We experiment with motion correcting the sodium magnitude images using either our proposed approach or “mcflirt” [8], using a cost function of normalized correlation and co-registering to the average image. Nearest neighbour interpolation was used as the final step for both approaches for comparable results without introducing additional smoothness or distortion of noise characteristics.

Validation of the proposed model is complicated by the low SNR exhibited in the motion corrected and averaged images, see Fig. 4 for some examples. Desirable properties of aligned images include: similar values at each voxel over images, and sharp boundaries between regions in the average image. We can measure the first of these by fitting a Rice distribution to each voxel, see Fig. 3. We observe that for sleeping acquisitions that are corrupted with visible motion, particularly subject 3 and 4, our approach reduces the mean voxelwise noise compared to other methods. However, in some awake acquisitions, the use of either motion correction approach increases \(\sigma \); we hypothesise this may be due to interpolation artefacts when correcting sub-voxel motion.

Fig. 4.
figure 4

Example average images calculated by averaging 32 Sodium MRI acquisition. Norm \(\sigma \) refers to the mean voxelwise Rice \(\sigma \), normalised by an estimate of \(\sigma \) in the image background. In this example, where a lot of motion was detected, our approach leads to a visibly sharper average image.

Fig. 5.
figure 5

Boxplot illustrating the absolute gradient of the average image in voxels on the boundary of CSF. Larger values indicate the presence of stronger edges.

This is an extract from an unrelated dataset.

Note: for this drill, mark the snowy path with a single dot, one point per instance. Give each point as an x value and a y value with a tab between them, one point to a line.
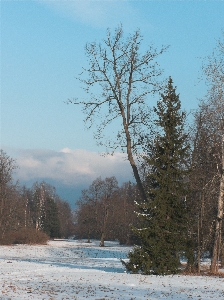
75	270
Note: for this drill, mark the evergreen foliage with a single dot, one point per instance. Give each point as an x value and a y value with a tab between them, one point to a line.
163	216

Considering the sharpness of the average image, we can visually observe sharper looking average images in examples with large motion, particularly in subject 3 shown in Fig. 4, where we estimated a mean translation of 7.75 mm (6.49 mm std. dev.) and rotation norm of 0.145 (0.12 std. dev.). To quantify the image sharpness, we examine the distribution of absolute gradient values in voxels that lie on the boundary between CSF and anything else, which should have high contrast. We observe that our motion correction induces stronger edges in most of the acquisitions of sleeping participants.

5 Discussion

The presented approach uses a very simple generative model for the image data, which prevents it overfitting to the high level of noise in the data. However, it also prevents it from making use of strong distinctive features such as the eyes, which contain a high level of Sodium, or the phantoms that are attached to the head. Future work will consider using more complex statistical models and techniques, such as variational inference [7], to build a voxelwise generative model. Amortised inference strategies could also be investigated to improve efficiency [4].

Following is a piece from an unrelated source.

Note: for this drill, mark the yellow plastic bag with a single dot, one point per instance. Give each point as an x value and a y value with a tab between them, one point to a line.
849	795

In our experimentation, we observed that in some cases where low motion was observed, our algorithm overestimated the level of movement. We found that this was removed by introducing variable transformation permissiveness based on our prior beliefs on the level of motion. Future work will consider methods for inferring these parameters, and using auto-regressive priors on motion [21].

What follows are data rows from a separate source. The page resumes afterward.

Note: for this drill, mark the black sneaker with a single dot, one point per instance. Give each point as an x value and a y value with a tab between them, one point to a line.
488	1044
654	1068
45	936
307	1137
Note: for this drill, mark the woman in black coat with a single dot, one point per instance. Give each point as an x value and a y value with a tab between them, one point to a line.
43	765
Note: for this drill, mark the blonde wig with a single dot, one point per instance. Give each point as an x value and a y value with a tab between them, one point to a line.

This work has not investigated preprocessing the data using denoising methods, e.g. [12]; although such approaches may produce cleaner representations for aligning the data, they also manipulate the underlying image statistics being modelled, which may lead to biased results. We also have not compared against the use of robust cost functions [17], although these are generally more suited to heavy tailed rather than asymmetric noise distributions as we have here.

We have published our code on GitHubFootnote 1. The data are not currently available for distribution as the initial analysis of a wider dataset is ongoing.

6 Conclusions

This paper has introduced an algorithm for data modelling and motion correction of low SNR MRI data using a differentiable approximation of the Rician log-likelihood. Our synthetic experiments illustrated the importance of choosing the right cost function for generative models for motion correction, as the Gaussian likelihood performs very poorly where the errors take a different form. On real Sodium MRI data, our results provide support for the use of our method in resolving substantial motion artefacts and creating sharper average images.